Mikhaïl Cholokhov : Ils ont combattu pour la patrie


Ils ont combattu pour la patrie est un roman de guerre dont l’histoire se déroule durant le mois de juillet 1942, lors de la retraite de l’Armée Rouge, aux abords de Stalingrad. L’histoire d’une débâcle, donc. Mais avec un tel avant-goût de victoire, et un tel parfum d’héroïsme, que l’Etat soviétique autorisa, dès 1943, la publication des premiers fragments du roman.

L’auteur, Mikhaïl Cholokhov (1905-1984, prix Nobel de littérature en 1965), était membre du Parti Communiste, du Comité central, de l’Académie des sciences et du Soviet suprême. Dévoué corps et âme au Régime, il fut aussi correspondant de guerre pour la Pravda à l‘époque des faits. Enrôlé dans la presse et la propagande, comme bon nombre d’écrivains de l’ex-Union Soviétique, il mit dès lors la main à la pâte et la plume au fusil, consacra tout à la fois son énergie et son talent lyrique à servir la cause du pays - le matérialisme historique - et nourrit probablement en son cœur le sentiment de combattre, lui aussi, pour la Patrie de la faucille et du marteau. 
Les principaux personnages de son roman appartiennent tous à un bataillon d’artillerie anti-char chargé d’arrêter l’avancée des Panzer et d’abattre au passage les nuées de Messerschmitt ou de Junkers survolant la steppe, autrement dit : chargé de vaincre quasiment à mains nues la prodigieuse industrie teutonique. La tâche peut paraître ardue, certes, mais est-elle pour autant impossible, irréalisable ? Niet ! Mis sur le reculoir et rudement secoué par les nazis, le bataillon fait corps, les hommes luttent pied à pied, ne cédant qu’à regret le moindre pouce de terrain, et développent dans l’épreuve un tel sens de la camaraderie qu’on les pressent déjà vainqueurs aux pires moments de la déroute.
Devinette : ce livre étant destiné à l’édification des masses, comment l’auteur favorise-t-il l’identification du lecteur à ses protagonistes ?
Réponse : avec un art consommé de la manipulation.
Tous les personnages du roman, simples troupiers mais valeureux combattants, ont quitté leur usine, leur mine ou leur kolkhoze, sans éprouver, semble-t-il, la moindre hésitation. Ce sont de braves bougres, haut en couleur et fort en gueule. Ils sont peu instruits mais non dépourvus d’intelligence. Souvent roublards mais jamais malhonnêtes, râleurs mais disciplinés, ils trouvent toujours au plus profond d’eux-mêmes un sursaut de vigueur même dans l'extrême fatigue. Ce sont des hommes comme vous et moi, de simples lampistes que Mikhaïl Cholokhov transforme en héros par la seule magie de son verbe. Et qu’importe alors que son miroir les déforme, si son reflet les valorise.
En outre, tout en faisant mine de donner la parole aux sans-grade, Cholokhov inculque en réalité à ses lecteurs la bonne manière de penser et de se comporter. Deux exemples, parmi les plus frappants : 

1) Il suffit que l’un des personnages émette une vague et lapidaire critique à l’égard des Généraux, pour qu’aussitôt, par la bouche d’un autre personnage, la défense prenne la parole et que les arguments tombent comme le marteau sur l’enclume.

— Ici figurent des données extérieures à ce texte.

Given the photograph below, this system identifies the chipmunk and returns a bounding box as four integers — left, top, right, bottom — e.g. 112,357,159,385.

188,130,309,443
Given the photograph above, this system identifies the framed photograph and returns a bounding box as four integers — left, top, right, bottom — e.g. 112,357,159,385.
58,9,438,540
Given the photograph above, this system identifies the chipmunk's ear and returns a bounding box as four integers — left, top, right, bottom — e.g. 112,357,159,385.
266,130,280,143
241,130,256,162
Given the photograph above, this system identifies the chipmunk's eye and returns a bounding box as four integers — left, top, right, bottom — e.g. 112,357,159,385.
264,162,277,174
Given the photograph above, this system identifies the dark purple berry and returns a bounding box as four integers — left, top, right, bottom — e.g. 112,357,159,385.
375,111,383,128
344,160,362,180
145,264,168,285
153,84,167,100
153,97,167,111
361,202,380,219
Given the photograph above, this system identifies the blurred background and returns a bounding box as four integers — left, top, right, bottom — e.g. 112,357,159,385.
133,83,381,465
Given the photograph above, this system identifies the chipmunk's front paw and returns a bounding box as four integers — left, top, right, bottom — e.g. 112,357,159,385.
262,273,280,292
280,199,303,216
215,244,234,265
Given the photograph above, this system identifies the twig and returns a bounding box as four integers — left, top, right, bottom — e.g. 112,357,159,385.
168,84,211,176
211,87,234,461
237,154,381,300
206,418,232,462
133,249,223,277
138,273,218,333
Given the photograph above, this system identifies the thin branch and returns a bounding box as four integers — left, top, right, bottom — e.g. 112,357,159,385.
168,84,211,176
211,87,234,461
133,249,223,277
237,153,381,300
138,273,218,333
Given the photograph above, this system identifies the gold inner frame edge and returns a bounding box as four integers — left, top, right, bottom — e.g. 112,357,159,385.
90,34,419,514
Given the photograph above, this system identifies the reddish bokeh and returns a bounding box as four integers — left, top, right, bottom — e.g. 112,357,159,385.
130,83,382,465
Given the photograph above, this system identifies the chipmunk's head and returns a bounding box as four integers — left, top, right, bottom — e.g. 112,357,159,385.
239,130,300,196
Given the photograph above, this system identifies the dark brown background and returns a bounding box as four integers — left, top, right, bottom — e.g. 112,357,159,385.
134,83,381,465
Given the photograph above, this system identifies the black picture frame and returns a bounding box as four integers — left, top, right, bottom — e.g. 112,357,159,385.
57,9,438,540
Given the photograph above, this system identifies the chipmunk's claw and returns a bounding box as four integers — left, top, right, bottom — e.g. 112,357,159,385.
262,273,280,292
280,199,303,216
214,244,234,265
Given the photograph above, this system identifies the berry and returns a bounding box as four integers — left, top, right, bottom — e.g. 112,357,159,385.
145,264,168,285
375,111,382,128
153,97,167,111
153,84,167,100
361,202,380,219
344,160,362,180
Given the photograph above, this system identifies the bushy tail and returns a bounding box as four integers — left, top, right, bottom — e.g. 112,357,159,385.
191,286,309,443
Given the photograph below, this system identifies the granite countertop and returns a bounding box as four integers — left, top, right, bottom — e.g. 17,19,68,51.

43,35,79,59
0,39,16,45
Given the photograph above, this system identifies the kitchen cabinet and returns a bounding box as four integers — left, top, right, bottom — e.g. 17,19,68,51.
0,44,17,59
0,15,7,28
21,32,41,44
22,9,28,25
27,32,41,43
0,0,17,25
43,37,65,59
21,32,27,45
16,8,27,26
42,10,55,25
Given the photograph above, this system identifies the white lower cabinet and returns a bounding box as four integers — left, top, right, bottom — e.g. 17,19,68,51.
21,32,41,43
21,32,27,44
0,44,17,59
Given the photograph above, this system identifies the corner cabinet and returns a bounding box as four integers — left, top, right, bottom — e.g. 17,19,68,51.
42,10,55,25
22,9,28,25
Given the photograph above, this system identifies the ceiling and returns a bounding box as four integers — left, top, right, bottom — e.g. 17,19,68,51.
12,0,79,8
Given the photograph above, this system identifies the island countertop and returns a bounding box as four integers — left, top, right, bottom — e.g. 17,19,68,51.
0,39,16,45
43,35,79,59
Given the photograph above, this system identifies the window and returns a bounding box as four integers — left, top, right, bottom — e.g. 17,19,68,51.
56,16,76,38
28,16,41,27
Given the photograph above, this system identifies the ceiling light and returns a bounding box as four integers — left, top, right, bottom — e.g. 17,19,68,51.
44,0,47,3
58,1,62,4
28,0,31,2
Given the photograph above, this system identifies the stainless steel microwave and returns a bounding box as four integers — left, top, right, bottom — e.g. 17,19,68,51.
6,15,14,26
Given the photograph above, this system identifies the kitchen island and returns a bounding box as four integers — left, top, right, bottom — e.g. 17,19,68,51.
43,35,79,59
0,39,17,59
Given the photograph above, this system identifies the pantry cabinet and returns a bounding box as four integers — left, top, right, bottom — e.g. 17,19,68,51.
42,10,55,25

2) Il suffit qu’un soldat fasse part à ses camarades de son désir de retourner quelques jours à l’arrière pour revoir sa femme et ses gosses, pour qu’on lui tombe dessus à langues raccourcies, et qu’on l’agonise d’une telle quantité d’injures qu’il ne met guère longtemps à comprendre ses torts et à demander pardon.

Et on notera d’ailleurs ici à quel point l’habileté de l’auteur confine au génie : à partir du moment où la troupe fait la police en son sein, Cholokhov n’a pas à encombrer son roman de la présence pour le moins gênante d’un commissaire politique.
Une autre altération de la réalité, et pas la moindre, concerne la représentation que l’on peut se faire de la guerre une fois achevée la lecture de ce roman. Présentée à travers une succession de scènes où le cocasse finit toujours par triompher du tragique, l’impression générale est celle d’une partie de rigolade entre bons copains. C’est tantôt Lissitchenko, le cuistot, qui abandonne les fourneaux de sa roulante pour aller au front : 

« Je vais vous donner un petit coup de main pendant le combat, le temps de faire quelques cartons… »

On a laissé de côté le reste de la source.